Say No to Your FWB When You Are Not in the Mood

No one can be cheerful all the time. No matter in a NSA relationship or in interpersonal communication, people will be at low ebb for some reason. At that time, they prefer being alone to spending time with their FWB. However, when these hookup finders require benefits from you but you are not in the mood, how to reject your partner without hurting him is fairly important. When he comes close to you, if you reject him without hesitation and with a decisive attitude, your partner may mistake you for not willing to proceed this casaul encounters relationship with him any longer. Therefore, in order to prevent your partner from being misunderstood, you should reject your partner in the right way. On the one hand, it can not only prevent his self-esteem from being hurt. On the other hand, it can also keep your quick flirt relationship intact. Here are some ways you can say no to your partner correctly.

1. Find out why you don't want it.
When your FWB offers to spend some time with you, if you are not so willing to grant his request, you should check your response to find out why his proposal does not interest you at all. Of course, the reason may be obvious (for example, you've just been criticized by your leader, or you've just lost something you love most). But if you find that it's not these external causes that cause you to react like this, then you should look inside yourself. For example, do I feel uneasy when I exclude your adult friend finder from approaching or when he acts like this to me? Am I distracted by school, family or work? Am I too tired to let anybody else drain my energy?

2. Share these reasons with your FWB

Once you find out why you don't want to enjoy these benefits with your friends, you should be bold to share them with your friends. Whether it's because your friends are upsetting you, or for some other reason, you need to look directly at these reasons. Then tell your friends honestly about these reasons. You have to know that hiding these facts from your friends can hurt them to some extent. This will make them resentful and make the trust between you run out of hours. If you want your NSA relationship to be healthy and long-term, you should be brave enough to tell them why. For example, I am busy with other things now.

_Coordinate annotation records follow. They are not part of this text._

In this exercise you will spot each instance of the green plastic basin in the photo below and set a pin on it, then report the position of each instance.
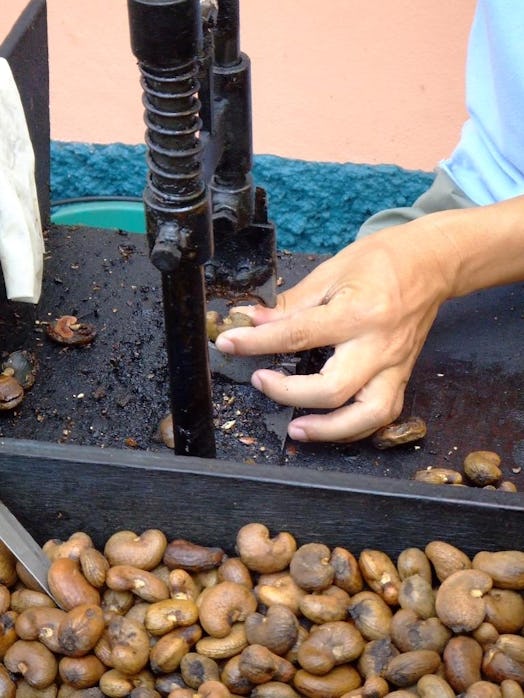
(119, 215)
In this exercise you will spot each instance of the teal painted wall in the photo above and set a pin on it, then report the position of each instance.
(316, 206)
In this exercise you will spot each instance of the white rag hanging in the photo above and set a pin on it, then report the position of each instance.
(21, 239)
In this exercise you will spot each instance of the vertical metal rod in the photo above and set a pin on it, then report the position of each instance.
(227, 33)
(166, 38)
(190, 377)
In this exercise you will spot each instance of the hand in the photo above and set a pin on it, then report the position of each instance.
(374, 302)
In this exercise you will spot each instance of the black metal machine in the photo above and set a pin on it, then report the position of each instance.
(207, 223)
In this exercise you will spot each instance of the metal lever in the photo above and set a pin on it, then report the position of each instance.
(26, 550)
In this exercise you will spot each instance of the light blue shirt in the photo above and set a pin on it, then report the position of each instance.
(488, 162)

When I'm done, I'll come to you.

3. Give them a choice.

Soften your "no" with a commitment to the future. Provide alternatives to ensure that your rejection is not so hard and decisive. Show them that you are still interested in maintaining your "benefits" even if you are not ready. Either make specific plans for the future, or reward their patience, such as: "Although I am not free now, I will definitely take time to get together with you on the weekend."